Custom rules can use matching conditions to control the scope of rule application. The following are the matching conditions supported by different custom rule types:
Basic access control
Rule type
Description
Client IP control
Control access requests based on client IP
Regional control
Control access requests based on client IP location
Referer control
Control access requests based on the Referer header content
User-Agent control
Control access requests based on the User-Agent
ASN control
Control access requests based on the client IP location ASN
URL control
Control access requests based on the request URL, supporting wildcard matching
Precise matching rules
Precise matching rules support the following matching conditions, and the support level for different EdgeOne plans is also not consistent.
Note:
For the description and plan restrictions of supported matching conditions, please refer to: Matching conditions.
Request client IP
Request client IP (priority matching XFF header)
Custom request header
Request URL
Request Referer header
Request User-Agent header
Request path (Path)
Request method (Method)
Request Cookie
XFF extended header
Network layer protocol
Application layer protocol

Supported Actions

Different custom protection rules support the following actions.
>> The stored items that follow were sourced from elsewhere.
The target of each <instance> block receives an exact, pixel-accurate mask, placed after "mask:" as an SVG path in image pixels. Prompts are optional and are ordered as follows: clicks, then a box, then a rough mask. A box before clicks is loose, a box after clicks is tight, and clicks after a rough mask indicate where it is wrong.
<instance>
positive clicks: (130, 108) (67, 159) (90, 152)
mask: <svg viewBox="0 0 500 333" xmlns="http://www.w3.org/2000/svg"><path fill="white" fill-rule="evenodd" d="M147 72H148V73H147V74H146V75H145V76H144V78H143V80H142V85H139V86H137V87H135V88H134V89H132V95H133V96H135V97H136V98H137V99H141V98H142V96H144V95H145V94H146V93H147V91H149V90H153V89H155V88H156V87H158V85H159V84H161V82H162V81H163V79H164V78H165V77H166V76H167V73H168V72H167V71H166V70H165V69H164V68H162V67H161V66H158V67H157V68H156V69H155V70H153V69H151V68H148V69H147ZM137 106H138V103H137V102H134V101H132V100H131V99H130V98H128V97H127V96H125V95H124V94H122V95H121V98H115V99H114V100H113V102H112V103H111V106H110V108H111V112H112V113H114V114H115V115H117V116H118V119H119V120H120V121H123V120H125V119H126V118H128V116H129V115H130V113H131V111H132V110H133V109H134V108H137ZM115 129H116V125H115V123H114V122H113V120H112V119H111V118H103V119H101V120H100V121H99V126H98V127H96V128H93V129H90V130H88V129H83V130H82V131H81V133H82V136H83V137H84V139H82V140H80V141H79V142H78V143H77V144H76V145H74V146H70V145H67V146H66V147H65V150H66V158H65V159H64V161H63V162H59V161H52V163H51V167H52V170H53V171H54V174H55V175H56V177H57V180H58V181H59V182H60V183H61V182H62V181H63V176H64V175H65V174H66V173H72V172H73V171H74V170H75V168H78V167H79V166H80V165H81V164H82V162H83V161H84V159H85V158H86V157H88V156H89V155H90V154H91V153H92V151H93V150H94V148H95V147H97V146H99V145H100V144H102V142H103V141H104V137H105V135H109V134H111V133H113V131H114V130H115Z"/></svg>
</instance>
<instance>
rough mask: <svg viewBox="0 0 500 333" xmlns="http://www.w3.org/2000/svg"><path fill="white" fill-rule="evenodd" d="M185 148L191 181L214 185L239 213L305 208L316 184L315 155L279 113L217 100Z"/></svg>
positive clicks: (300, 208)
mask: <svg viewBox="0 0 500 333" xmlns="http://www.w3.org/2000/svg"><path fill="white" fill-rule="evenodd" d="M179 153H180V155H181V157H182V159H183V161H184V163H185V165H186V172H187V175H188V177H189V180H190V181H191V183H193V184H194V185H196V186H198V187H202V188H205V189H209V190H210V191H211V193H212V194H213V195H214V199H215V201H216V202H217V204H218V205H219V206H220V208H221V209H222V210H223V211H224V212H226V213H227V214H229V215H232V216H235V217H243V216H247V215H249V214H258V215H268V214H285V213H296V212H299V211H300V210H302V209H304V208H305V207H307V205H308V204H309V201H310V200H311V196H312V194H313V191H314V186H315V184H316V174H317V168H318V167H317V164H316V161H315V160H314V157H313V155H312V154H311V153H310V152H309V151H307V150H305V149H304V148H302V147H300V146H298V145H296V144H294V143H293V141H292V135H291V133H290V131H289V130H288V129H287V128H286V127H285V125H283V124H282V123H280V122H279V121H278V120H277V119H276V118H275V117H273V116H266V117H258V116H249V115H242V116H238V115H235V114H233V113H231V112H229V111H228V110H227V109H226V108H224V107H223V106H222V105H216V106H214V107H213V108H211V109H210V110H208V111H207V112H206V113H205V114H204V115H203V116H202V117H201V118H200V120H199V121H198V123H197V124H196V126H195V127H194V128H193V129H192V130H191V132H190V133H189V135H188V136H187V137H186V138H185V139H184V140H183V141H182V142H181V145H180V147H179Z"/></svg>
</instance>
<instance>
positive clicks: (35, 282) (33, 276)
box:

For the description of different actions, please refer to Actions.
Protection rule type
Supported actions
Basic access control
Observe
Intercept
Precise matching rules
Release
Intercept
Observe
IP blocking rule
Redirect
Return custom error pagesp.s.
JavaScript challenge
Note:

p.s.:
If you want to customize the response request page and status code, custom rules support the following configuration methods:
Use the return custom error pages action: You can configure the return custom error pages action for a single custom rule (only support precise matching rules). When EdgeOne responds to requests that match this rule, it will return the specified page and status code.
Use custom error pages: You can use custom error pages configuration to specify the page and status code used by all custom rules when intercepting requests.